Britain’s largest student accommodation provider is facing challenges in filling its university residences as more young individuals opt to stay at home to save money. The Unite Group has experienced a decrease in international students and domestic students reluctant to accumulate significant debts.
The company reported that 86% of its student accommodations have been booked for the upcoming academic year starting in September, although this figure reflects a decrease compared to previous years. Despite a slight increase from the previous year’s reservation rate of 85%, it remains below the 94% reservation rate seen in the 2024/25 academic year.
Since the aftermath of the Covid pandemic, Unite’s occupancy rates have dropped significantly, with its share price plummeting by more than half since 2022. The company plans to sell off less popular university accommodations to focus on leading educational institutions, aiming to sell properties valued between £300 million and £400 million this year.

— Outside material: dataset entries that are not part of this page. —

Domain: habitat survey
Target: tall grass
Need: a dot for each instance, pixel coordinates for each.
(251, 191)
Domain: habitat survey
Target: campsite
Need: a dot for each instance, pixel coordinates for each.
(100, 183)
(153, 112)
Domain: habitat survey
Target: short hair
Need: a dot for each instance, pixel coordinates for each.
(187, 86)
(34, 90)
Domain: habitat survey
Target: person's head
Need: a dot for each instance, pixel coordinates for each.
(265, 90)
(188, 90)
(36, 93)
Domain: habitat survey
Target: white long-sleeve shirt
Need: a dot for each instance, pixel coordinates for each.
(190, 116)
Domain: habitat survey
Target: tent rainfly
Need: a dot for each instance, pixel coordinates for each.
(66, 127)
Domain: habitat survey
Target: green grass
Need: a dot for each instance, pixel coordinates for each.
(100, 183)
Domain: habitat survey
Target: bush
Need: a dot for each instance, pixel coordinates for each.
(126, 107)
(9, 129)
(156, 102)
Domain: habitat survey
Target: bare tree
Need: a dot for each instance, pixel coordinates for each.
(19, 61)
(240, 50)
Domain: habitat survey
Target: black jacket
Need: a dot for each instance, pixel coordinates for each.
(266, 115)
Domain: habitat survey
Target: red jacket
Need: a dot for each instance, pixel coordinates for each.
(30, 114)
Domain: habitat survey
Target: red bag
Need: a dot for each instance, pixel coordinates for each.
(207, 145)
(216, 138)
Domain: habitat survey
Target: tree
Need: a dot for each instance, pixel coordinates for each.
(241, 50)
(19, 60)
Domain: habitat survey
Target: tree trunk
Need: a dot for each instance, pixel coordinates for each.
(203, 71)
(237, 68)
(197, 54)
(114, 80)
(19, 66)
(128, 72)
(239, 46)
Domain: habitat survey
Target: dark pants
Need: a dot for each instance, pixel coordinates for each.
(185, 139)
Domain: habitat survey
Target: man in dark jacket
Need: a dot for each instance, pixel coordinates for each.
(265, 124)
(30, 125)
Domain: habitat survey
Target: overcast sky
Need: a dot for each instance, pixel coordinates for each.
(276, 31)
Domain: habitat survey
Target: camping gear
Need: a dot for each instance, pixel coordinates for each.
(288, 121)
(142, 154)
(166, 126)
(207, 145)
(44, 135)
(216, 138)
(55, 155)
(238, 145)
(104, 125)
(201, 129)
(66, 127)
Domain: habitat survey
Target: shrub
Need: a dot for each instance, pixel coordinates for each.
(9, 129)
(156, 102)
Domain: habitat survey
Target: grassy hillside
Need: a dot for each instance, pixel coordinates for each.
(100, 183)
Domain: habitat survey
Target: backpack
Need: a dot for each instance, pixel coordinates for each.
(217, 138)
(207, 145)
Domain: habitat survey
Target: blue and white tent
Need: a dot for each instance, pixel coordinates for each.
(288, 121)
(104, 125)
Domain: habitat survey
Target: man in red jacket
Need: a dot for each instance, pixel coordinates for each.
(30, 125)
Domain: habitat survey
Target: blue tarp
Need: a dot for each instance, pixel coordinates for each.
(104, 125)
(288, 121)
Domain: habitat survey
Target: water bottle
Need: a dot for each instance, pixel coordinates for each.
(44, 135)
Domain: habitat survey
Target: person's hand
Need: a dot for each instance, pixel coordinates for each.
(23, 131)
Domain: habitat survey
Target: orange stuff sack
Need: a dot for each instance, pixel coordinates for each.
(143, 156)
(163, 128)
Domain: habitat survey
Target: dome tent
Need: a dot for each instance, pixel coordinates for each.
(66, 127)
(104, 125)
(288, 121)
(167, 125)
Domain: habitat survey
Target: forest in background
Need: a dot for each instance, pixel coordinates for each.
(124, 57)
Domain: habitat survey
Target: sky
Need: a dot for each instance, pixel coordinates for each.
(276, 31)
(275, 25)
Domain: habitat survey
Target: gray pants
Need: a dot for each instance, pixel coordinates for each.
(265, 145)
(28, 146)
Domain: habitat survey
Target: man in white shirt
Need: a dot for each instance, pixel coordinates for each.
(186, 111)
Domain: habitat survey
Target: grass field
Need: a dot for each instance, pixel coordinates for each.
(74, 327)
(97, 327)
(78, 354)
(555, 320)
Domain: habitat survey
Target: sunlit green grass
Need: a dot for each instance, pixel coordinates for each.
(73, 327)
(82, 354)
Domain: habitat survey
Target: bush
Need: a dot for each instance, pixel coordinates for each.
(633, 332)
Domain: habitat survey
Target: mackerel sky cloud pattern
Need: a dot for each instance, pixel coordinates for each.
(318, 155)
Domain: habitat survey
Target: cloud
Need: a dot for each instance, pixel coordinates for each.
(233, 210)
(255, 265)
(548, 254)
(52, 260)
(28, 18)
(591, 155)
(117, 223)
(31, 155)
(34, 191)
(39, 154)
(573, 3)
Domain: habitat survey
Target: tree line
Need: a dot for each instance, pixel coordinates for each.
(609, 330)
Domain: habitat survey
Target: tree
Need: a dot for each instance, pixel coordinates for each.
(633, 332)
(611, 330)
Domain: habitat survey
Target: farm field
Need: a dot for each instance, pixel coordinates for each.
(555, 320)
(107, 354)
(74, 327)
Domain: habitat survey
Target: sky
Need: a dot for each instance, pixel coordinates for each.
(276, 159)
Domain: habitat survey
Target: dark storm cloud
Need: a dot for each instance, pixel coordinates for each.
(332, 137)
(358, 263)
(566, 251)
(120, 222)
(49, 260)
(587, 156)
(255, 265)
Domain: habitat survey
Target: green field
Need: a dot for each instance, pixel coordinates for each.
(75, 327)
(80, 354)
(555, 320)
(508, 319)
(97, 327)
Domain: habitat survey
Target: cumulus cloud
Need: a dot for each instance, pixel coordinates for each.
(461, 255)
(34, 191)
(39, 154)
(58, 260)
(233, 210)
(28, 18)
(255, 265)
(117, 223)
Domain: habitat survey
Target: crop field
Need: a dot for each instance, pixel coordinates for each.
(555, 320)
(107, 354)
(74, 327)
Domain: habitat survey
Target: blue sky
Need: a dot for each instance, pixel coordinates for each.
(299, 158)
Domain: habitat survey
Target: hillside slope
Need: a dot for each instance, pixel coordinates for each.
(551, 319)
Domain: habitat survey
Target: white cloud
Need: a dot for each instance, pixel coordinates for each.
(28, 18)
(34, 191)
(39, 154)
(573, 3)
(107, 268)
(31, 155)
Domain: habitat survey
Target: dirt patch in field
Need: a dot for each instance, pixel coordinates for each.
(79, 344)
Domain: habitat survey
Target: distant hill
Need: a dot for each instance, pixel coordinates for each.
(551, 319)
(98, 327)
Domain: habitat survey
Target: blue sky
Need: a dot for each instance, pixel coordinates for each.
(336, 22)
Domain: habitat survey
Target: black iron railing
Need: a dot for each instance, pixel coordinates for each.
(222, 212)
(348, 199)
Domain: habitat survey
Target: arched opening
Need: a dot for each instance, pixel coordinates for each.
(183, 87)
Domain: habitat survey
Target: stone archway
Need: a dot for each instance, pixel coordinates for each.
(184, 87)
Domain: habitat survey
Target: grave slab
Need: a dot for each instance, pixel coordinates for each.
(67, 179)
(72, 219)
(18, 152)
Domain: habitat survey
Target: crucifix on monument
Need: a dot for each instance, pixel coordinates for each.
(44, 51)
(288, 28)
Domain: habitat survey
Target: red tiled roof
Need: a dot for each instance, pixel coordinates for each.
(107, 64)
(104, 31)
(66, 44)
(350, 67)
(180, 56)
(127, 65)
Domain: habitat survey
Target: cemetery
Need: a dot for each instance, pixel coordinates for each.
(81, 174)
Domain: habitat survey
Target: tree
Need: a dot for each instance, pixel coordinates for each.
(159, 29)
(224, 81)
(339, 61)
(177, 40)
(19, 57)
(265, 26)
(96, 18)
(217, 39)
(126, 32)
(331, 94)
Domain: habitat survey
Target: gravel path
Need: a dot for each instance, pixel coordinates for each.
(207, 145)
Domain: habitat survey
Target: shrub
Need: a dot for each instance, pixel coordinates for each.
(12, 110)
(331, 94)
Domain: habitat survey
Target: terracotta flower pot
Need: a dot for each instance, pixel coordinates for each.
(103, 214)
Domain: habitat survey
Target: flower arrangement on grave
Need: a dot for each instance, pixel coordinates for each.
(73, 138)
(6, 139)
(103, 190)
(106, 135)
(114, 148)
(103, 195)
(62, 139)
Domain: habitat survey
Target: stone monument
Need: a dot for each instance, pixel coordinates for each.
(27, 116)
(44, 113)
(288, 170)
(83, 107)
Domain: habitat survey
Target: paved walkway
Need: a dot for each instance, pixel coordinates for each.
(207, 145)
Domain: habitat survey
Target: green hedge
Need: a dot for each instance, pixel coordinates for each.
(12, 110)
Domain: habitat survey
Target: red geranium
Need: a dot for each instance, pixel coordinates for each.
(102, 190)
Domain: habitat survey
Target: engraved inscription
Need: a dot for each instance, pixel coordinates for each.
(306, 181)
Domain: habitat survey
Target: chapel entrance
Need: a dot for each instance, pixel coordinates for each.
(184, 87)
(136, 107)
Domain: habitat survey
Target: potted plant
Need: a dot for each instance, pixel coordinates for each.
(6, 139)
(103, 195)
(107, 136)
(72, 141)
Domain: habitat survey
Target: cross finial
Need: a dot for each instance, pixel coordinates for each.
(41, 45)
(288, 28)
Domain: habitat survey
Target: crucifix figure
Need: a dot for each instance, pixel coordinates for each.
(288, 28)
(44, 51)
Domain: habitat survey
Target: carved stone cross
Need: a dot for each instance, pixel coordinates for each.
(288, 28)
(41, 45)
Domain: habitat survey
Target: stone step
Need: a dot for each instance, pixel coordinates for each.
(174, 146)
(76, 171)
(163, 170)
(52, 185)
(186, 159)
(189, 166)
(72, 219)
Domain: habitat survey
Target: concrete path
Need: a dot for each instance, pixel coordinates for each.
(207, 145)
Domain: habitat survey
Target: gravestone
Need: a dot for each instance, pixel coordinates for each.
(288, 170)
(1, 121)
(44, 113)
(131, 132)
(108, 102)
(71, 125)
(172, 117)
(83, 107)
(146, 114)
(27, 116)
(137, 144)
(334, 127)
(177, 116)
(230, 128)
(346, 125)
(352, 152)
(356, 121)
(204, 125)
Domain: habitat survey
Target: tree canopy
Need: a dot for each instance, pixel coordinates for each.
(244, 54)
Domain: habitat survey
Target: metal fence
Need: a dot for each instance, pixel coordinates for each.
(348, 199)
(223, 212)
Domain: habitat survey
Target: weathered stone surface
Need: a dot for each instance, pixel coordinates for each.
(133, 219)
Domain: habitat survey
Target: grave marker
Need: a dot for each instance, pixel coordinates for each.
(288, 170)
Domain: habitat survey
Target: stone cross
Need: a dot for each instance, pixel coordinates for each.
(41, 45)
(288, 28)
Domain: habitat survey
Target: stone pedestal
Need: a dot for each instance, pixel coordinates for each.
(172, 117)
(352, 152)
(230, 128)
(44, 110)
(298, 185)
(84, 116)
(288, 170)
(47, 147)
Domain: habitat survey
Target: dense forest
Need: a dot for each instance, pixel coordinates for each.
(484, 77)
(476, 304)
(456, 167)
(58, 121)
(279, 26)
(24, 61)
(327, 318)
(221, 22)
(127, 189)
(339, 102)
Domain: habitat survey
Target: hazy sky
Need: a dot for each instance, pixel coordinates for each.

Joe Lister, Unite Group’s CEO, noted a positive trend in reservations for the 2026/27 academic year, attributing it to effective marketing strategies and pricing adjustments. He highlighted the financial challenges faced by students due to inadequate loan adjustments for inflation.
Unite Group manages a total of 72,000 beds across 208 properties in 29 cities, including its Unite Students and Hello Students brands. Despite current obstacles, the company anticipates its properties to reach 94% to 96% occupancy for the upcoming academic year, with a projected rental income growth of 1% to 2%.
The company has revised the estimated value of its properties, with a 2.2% decrease in the Unite UK Student Accommodation Fund’s value. Analysts, like Max Harper from Third Bridge, predict ongoing challenges in the student accommodation market, driven by increasing rates of students living at home and declining demand for lower-tier universities.